Trabalhando há 10 anos no TCU,
a auditora diz que os dois robozinhos ajudam. “Se fosse alguma burocracia, mais
um processo obrigatório de trabalho, alguém poderia dizer que dificulta, mas
não. Facilita muito”, diz ela.
Já Monica é um painel que mostra todas as compras públicas,
incluindo as que a Alice deixa passar, como contratações diretas e aquelas
feitas por meio de inexigibilidade de licitação (quando um serviço ou produto
possui apenas um fornecedor).
‘Cérebro’
Alice, Sofia e Monica são interfaces
de um sistema maior, chamado de Laboratório
de Informações de Controle (Labcontas). Ele funciona como o “cérebro”
das robôs e é de onde elas tiram as informações em que baseiam suas sugestões e
pitacos. Ele reúne 77 bases de dados, como:
·
Registro de contas governamentais;
·
Lista de políticas públicas;
·
Composição societária de empresas;
·
Contratações que possuem recursos públicos;
·
Servidores públicos processados por instâncias de
controle.
“No Labconta, essas
informações estão colocadas em um local único e de forma integrada. Isso nos
permite ver em perspectiva o impacto de uma coisa sobre a outra”, explica
Silva. Além disso, o sistema possui tecnologias que permitem o cruzamento da
informação de uma base com os dados de outra.
É ao Labconta que os
promotores mais recorrem. Extraíram de lá, por exemplo, informações usadas para
identificar no ano passado 320 pessoas que recebiam benefícios indevidos do
Instituto de Previdência do Município de João Pessoa (IMP/JP).

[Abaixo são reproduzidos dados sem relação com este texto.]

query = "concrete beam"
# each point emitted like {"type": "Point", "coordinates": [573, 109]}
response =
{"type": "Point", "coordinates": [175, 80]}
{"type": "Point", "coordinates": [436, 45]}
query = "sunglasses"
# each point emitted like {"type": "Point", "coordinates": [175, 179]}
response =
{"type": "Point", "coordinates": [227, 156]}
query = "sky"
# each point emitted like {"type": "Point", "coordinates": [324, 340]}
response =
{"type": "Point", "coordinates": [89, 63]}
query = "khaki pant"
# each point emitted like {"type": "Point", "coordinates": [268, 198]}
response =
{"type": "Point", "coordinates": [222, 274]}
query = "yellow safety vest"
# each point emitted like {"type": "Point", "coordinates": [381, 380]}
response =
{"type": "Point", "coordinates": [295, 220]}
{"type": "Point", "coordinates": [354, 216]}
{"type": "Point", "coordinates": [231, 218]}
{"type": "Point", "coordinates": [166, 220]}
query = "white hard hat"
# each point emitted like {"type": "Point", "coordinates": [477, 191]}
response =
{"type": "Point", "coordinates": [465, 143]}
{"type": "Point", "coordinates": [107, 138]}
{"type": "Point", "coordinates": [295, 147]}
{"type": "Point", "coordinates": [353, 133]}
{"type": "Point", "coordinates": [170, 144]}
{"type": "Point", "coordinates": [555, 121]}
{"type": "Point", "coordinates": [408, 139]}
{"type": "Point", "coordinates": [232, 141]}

A partir de uma denúncia, o
MP-PB garimpou no sistema dados a partir das matrículas de todos os 5 mil servidores
do órgão. Descobriu que alguns deles não tinham vínculo com o IPM, mas recebiam
contribuições previdenciárias mesmo assim.
“Se a gente fosse fazer isso
na mão, certamente iria enlouquecer”, diz Paulo Neto, promotor do MP-PB. “Eu
acho que esse é o futuro do combate à corrupção.”
Dentro do TCU, o uso do
Labconta é considerado uma revolução. Na área que investiga benefícios
previdenciários e trabalhistas, por exemplo, conseguir dados como o de
aposentadorias era uma maratona que demorava alguns dias. Até quatro meses já
foram consumidos nesse tipo de análise.
"O que mudou foi a
tempestividade. Antes, a gente fazia um trabalho desses a cada dois anos.

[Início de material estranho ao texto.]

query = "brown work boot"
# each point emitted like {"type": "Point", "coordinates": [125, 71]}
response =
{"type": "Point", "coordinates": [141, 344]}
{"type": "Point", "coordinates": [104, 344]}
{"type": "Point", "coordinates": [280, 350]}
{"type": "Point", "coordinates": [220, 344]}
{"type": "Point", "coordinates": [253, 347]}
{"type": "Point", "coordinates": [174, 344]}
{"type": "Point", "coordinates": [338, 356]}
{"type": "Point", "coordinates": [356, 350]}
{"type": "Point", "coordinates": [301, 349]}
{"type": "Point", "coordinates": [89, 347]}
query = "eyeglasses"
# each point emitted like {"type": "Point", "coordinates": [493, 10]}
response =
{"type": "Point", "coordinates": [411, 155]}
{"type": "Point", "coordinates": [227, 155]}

Agora, a gente recebe as bases atualizadas mês a mês", diz Rodrigo
Hildebrand, auditor federal do TCU.
A quantidade de dados também
aumentou. Até a implantação do Labcontas, há quatro anos, o TCU analisava com
mais frequência três tipos de benefícios previdenciários: pensão por morte, benefícios
rurais e aposentadoria por idade. O sistema permitiu a análise de todos os 96
benefícios.
Com isso, diz Hildebrand,
conseguem detectar mais facilmente pagamentos irregulares de seguro-defeso (uma
espécie de seguro-desemprego para pescadores artesanais) e de Bolsa Família.
"Na administração
pública, toda informação que é trabalhada está em base de dados. Se o auditor
não tiver acesso a essa informação para que ele possa trabalhar, o trabalho de
auditoria é completamente inviabilizado", diz o secretário Marcelo Rodrigo
Braz.
Futuro
Silva diz que nenhuma das
plataformas estão concluídas e melhorias ainda estão nos planos. A Alice, por
exemplo, ainda deve ganhar habilidade para observar outros detalhes. Os
técnicos chamam isso de “regras”. Hoje a Alice não olha dispensa de licitação,
mas isso já está no radar.
Outras melhorias são tornar os
apontamentos do robô mais precisos, incluir mais bases de dados e levar todas
as aplicações a outros órgãos públicos.